My aunt Louise tells stories about me as a two- or three-year-old, singing my heart out on car trips, loudly writing new verses to “The Fox Went Out on a Chilly Night” from the backseat with reckless abandon and not a care in the world for phrasing, rhyme scheme, meter, or even pitch, for that matter.
The stories reinforce what I long have known: I express myself most fully through music. There’s a fairly interesting chronicle of my development as a person and artist in the recordings I’ve made since I started high school, and if I let anyone hear them, they’d find a very honest account of my joys, sorrows, silliness, anger, loves (and let’s be honest, infatuations) and faith in my 100+ song catalogue. I will not let anyone hear most of them, however, because though I am proud of their honesty, the majority of them are embarrassingly bad.
I have long believed that the music we sing in church needs to be just as honest in its reflection of the human experience as the music we listen to—and in my case, create—outside of church. Some settings in which I’ve worshiped lacked depth in their musical vocabulary, and they mostly sang happy songs of praise and thanksgiving. I once read about a woman dealing with incredible sorrow who couldn’t go to her church anymore because they didn’t sing anything that resonated with what she was experiencing. That seemed so crazy to me. The church is absolutely the place where someone hurting like that should be.
I belong to the Walking Roots Band. We were privileged to lead music at a retreat for Virginia Mennonite Conference pastors. The theme was trauma, and we were led carefully and courageously through the weekend by the resource speaker. My bandmate and friend, Seth Crissman, wrote a hymn of lament for the weekend using an Isaac Watts text and an original chorus. When he played it for us, I remember being blown away by the rawness of it all: “How long, O Lord, how long? / Will you forget me? Am I forsaken? / How long will you hide your face? / O Lord, I am shaken.”
When we first performed the song, I thought about people who experienced great loss. I sang for them. I wanted to give voice to their pain and let them know that they didn’t need to be happy to be in church, that crying out and shouting at God is okay.
And then I experienced traumatic loss. I almost couldn’t sing anymore. I couldn’t even cry out or shout.
My brothers and sisters in the band kept singing for me. They sang this song that expressed the anger, hurt, and despair that I felt. The power of music—and the power of Jesus’ love—is that my friends were not afraid to sit with me in the darkness. They sang the songs I couldn’t sing, and when I couldn’t cry out, they had the words to do it for me.

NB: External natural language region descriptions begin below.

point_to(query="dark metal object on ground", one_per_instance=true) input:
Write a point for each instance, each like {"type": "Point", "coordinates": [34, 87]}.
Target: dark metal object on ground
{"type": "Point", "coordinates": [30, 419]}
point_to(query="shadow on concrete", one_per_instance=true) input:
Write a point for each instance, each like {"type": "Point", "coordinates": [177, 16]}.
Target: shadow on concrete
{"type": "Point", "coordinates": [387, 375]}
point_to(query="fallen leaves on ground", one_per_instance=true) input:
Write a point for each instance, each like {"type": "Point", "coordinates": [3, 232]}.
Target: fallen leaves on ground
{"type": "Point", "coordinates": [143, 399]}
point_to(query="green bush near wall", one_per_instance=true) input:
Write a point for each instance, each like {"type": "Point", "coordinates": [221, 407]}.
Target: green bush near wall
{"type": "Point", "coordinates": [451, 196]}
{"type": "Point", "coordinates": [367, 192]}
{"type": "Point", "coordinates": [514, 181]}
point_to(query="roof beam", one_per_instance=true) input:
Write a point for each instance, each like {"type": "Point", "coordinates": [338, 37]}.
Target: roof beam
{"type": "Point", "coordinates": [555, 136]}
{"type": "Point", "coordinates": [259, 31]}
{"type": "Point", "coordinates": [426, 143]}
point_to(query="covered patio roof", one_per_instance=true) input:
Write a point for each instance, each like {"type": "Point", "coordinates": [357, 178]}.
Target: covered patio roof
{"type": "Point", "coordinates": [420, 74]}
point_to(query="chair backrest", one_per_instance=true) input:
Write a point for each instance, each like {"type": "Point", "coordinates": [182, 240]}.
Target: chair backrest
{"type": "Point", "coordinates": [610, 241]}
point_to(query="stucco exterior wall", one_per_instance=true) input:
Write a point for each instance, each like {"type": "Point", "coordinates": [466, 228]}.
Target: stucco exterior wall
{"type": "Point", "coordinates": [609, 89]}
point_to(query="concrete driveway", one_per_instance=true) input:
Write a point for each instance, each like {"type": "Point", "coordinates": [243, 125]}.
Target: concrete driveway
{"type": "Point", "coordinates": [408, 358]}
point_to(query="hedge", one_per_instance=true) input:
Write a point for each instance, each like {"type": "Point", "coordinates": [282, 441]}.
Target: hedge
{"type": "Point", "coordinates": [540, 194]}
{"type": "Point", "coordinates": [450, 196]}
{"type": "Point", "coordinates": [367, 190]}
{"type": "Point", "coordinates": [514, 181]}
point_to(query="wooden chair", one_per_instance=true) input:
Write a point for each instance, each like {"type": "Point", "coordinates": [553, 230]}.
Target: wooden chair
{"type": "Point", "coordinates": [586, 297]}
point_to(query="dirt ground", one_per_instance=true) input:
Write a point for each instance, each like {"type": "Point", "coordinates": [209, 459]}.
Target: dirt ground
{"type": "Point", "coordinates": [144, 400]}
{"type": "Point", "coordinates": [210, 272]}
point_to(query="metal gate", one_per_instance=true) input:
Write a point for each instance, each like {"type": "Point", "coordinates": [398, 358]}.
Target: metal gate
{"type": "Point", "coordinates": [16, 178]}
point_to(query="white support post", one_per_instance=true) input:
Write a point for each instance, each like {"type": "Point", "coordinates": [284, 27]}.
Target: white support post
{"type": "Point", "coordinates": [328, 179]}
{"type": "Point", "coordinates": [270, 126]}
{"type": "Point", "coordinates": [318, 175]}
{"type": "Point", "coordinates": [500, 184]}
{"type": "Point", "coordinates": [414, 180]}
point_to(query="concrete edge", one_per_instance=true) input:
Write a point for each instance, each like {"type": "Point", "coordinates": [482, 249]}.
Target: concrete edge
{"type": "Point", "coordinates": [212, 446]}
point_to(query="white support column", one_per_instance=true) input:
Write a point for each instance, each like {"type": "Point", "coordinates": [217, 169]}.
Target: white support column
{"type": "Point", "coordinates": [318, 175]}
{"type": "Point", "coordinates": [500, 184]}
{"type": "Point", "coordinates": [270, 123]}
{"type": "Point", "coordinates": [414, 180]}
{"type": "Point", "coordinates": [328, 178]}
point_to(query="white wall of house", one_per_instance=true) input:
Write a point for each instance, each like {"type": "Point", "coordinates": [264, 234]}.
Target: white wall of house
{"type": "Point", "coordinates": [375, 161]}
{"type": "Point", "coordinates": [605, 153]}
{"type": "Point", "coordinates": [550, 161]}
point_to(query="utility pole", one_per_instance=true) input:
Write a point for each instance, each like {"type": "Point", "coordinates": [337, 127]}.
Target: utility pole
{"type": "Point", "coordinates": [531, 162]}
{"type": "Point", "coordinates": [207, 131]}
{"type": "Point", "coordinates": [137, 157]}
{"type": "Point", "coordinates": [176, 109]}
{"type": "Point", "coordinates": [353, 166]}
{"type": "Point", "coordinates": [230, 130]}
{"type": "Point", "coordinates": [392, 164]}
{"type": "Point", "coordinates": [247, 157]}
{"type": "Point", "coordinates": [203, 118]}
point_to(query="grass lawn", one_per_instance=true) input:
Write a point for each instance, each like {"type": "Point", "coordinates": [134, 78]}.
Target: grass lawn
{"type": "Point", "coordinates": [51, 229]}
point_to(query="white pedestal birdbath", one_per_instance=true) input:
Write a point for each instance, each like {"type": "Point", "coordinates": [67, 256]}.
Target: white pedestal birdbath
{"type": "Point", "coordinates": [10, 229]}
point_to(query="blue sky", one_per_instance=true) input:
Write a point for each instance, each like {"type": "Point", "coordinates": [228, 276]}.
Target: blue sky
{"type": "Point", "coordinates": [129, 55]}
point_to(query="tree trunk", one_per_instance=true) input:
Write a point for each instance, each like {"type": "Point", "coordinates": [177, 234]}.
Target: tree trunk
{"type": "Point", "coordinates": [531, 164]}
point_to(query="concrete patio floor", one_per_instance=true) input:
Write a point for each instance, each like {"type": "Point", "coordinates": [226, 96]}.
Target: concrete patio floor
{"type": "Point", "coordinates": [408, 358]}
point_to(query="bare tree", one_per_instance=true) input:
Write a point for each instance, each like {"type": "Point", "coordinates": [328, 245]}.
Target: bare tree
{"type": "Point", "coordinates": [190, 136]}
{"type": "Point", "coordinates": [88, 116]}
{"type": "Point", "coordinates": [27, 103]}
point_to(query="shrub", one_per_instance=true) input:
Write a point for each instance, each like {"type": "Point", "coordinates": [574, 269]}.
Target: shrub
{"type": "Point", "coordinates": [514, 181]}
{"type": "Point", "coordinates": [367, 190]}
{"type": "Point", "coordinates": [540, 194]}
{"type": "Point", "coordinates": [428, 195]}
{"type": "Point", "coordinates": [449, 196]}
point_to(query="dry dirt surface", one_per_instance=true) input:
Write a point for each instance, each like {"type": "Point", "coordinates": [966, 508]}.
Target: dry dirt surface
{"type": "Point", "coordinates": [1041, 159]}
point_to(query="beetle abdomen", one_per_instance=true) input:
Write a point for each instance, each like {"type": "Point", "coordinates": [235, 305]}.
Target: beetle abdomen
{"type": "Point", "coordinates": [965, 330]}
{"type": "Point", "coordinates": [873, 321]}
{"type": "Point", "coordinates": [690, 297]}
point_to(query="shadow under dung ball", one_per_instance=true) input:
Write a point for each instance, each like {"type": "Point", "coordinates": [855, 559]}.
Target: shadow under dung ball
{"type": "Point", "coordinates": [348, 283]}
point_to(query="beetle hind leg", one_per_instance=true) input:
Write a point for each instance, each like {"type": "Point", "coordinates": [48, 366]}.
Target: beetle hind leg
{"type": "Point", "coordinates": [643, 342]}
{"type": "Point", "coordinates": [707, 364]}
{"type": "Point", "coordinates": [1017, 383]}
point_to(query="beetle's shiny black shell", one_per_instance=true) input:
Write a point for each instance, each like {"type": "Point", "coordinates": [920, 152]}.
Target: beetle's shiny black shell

I love the reclaimed hymns we write and arrange in our band because they put us in touch with our ancestors of faith. Isaac Watts wrote the text of the verses for Seth’s “Lament” in 1719, almost 300 years ago. But in Seth’s setting of this text, I identify intimately with Watts’s words:
“See how I pass my weary days in sighs and groans; and when ’tis night / my bed is watered with my tears; my grief consumes, and dims my sight.”
A singing diet of this sort of song alone wouldn’t work for me; I need silly songs, songs to dance to, songs of love and hope, and songs of praise and thanksgiving. But mostly what I need in the music I sing and listen to—both in and out of church—is honest expression of what it is to be alive in the world today, and if the music holds even the most fleeting glimpse of what it is to be living God’s kingdom . . . well, then I sing, “Amen.”